Cosenza, non c’è altra alternativa alla vittoria

A Spezia per vincere. Solo questa è l’opzione ammessa.

Non c’è altra alternativa. Il Cosenza si prepara alla prossima sfida nel campionato di serie B, sfida rinviata per la scomparsa del Santo Padre. Al cospetto dei rossoblù lo Spezia, che naviga nelle posizioni nobili della classifica: un impegno ai limiti del proibitivo del Cosenza, che non ha altro che la vittoria come risultato a disposizione per poter ancora ambire a sogni di salvezza.

Un avversario, lo Spezia, che l’allenatore del Cosenza Massimiliano Alvini conosce benissimo: «Sono una squadra forte, lo dissi il 26 agosto quando facemmo 0-0 al termine di una partita straordinaria. E le previsioni sono andate in quella direzione». Per provare quantomeno ad accorciare le distanze con le rivali per la salvezza, sperando anche in un loro passo falso, servono necessariamente i tre punti, e di questo ne è consapevole tutto l’ambiente anche se resta un contesto molto complicato. Come dimostra poi un Alvini mai visto e sentito prima. Sarà forse questa atmosfera di fine stagione, che, in casa Cosenza, sembra essere improntata molto alla rassegnazione, ma per una volta Alvini ha deciso di parlare anche di questioni che vanno oltre l’aspetto calcistico, ma che certamente lo condizionano. Ed alla domanda relativa alla mancanza di comunicazione da parte della società, il tecnico ha ammesso, in tal senso, di essere stato lasciato troppo solo anche nelle conferenze stampa: «Ritengo che sia stato anche questo un piccolo problema che possiamo avere avuto», ha confidato Alvini agli organi di informazione dopo l’ultimo match contro il Brescia. Il distacco in classifica appare ormai incolmabile anche in considerazione delle sole cinque giornate che restano al termine del campionato, ma una cosa è chiara anche nelle parole del tecnico: la squadra ha dato tutto e darà tutto fino alla fine. «Dal punto di vista professionale – ha ribadito il tecnico – la squadra lavora forte e su questo non c’è nulla da dire. Sono ragazzi anche sensibili, è

un piacere allenarli. Sono tornato anche per questo. Anche i giocatori sono delusi, sono affranti, ma – ha sostenuto l’allenatore rossoblù - la voglia di andare in campo a faticare non è mai mancata».

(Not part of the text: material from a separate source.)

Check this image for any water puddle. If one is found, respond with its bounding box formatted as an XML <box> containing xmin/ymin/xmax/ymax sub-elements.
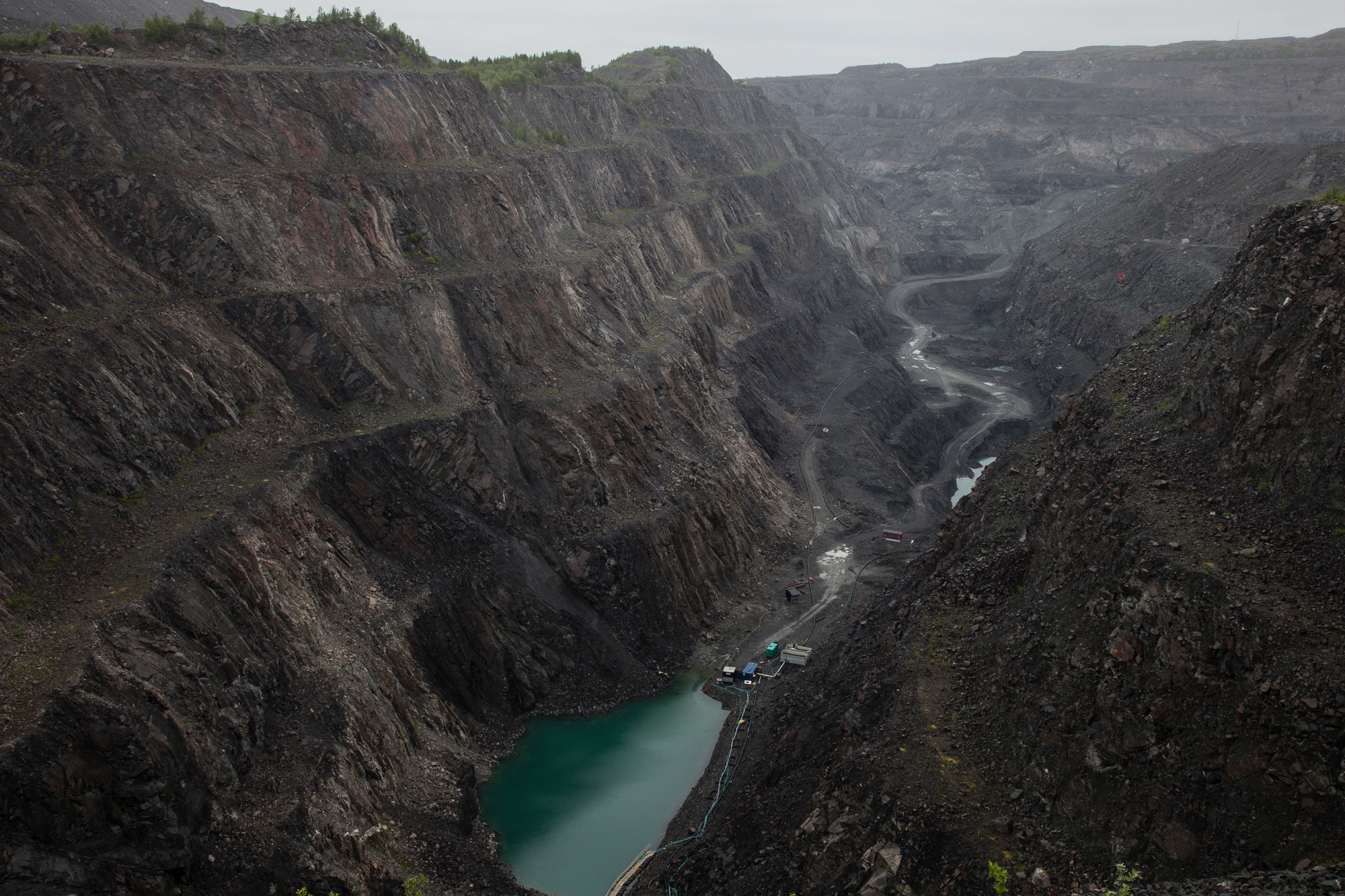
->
<box><xmin>482</xmin><ymin>671</ymin><xmax>726</xmax><ymax>896</ymax></box>
<box><xmin>812</xmin><ymin>545</ymin><xmax>854</xmax><ymax>602</ymax></box>
<box><xmin>952</xmin><ymin>458</ymin><xmax>995</xmax><ymax>507</ymax></box>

Infine, la società del Cosenza ha inviato un messaggio di cordoglio alla Chiesa per la scomparsa di Papa Francesco: «Un uomo semplice, vicino alla gente, alle periferie. Sapeva sorprendere, innovare. In questi anni, più volte, ha ricevuto il presidente Eugenio Guarascio e altri dirigenti dimostrando grande attenzione per il mondo del calcio. Ci lascia un esempio di grande coraggio e ognuno di noi dovrà farne tesoro».